L’onde de choc a dépassé de loin la colline de la Croix-Rousse. Mais, au-delà des détails d’une cruauté sans nom sur le meurtre et les actes de tortures qui se sont déroulés rue Jean Baptiste Say, une question persistjuste : pourquoi filmer une telle barbarie et la diffuser sur Messenger, la messagerie de Facebook ?
Vidéo-agression
Si, à l’heure où nous écrivons ces lignes, de nombreuses zones d’ombres persistes sur les motivations des meurtriers et sur les raisons de l’existence de cette vidéo, la méthode n’est, en réalité, pas si inédite. « On parle de happy slapping » (vidéo-lynchage, NDLR), explique Patrick Mistretta, professeur de droit privé et sciences criminelles à l’Université Lyon 3. Une expression un peu trop sage pour désigner une pratique qui s’est d’abord développée autour de 2006, notamment en Angleterre.

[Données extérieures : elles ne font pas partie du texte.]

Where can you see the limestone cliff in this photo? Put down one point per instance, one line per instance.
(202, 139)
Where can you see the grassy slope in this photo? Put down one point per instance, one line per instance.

« Elle s’est amplifiée par l’utilisation de tous les moyens technologiques (téléphone portable…), ajoute celui qui est également l’un des responsables pédagogiques du diplôme interuniversitaire en sciences criminelles à Lyon 3. Il s’agit principalement d’actes de violences physiques, voire d’agressions sexuelles. Le fait de filmer témoigne souvent d’une envie d’aller plus loin que l’atteinte corporelle pour porter atteinte à la dignité de la personne, la ridiculiser, lui enlever son statut d’être humain. Ce qui est frappant dans le crime de la Croix-Rousse, c’est qu’on a atteint le sommet de la cruauté et de la gravité. C’est la violence exacerbée à son plus haut niveau ».
Nouveau contexte
Concernant le happy slapping, « on s’est aperçu qu’un certain nombre d’infractions n’étaient commissent que parce qu’elles allaient être diffusée, notamment les viols », explique Anne-Sophie Chavent-Leclère, directrice de l’Institut d’études judiciaires de Lyon. Pour celle qui est aussi titulaire d’un master II en sécurité intérieure, Maître de conférence à Lyon 3 et avocate au barreau de Lyon, filmer un meurtre peut dans certains cas servir de moyen de pression ou de chantage. Une méthode « particulièrement utilisée ces dernières années pour des crimes terroristes car le diffusion du message devient un acte de propagande idéologique. Ce qui est nouveau avec le meutre de la Croix-Rousse, c’est plutôt le contexte : il s’agit visiblement d’un crime de droit commun. »
Changer la loi ?
En France, une affaire a fait beaucoup de bruit en 2007 : une enseignante est agressée et la scène déferle sur le web. À l’époque, « le droit pénal n’était pas tout à fait adapté », souligne Patrick Mistretta. Mais depuis cette affaire particulièrement médiatisée, un article spécifiquement dédié au happy slapping a été créé (n° 222–33–3 du code pénal, 5 mars 2007). Il distingue le fait d’enregistrer des images et celui de les diffuser*. Au regard de la loi, capter une scène de violence revient à commettre l’acte. « La personne qui filme est considérée comme complice et encourt la même peine que l’agresseur », précise le professeur. La diffusion est quant à elle considérée comme un délit passible de cinq ans d’emprisonnement et de 75 000 euros d’amende.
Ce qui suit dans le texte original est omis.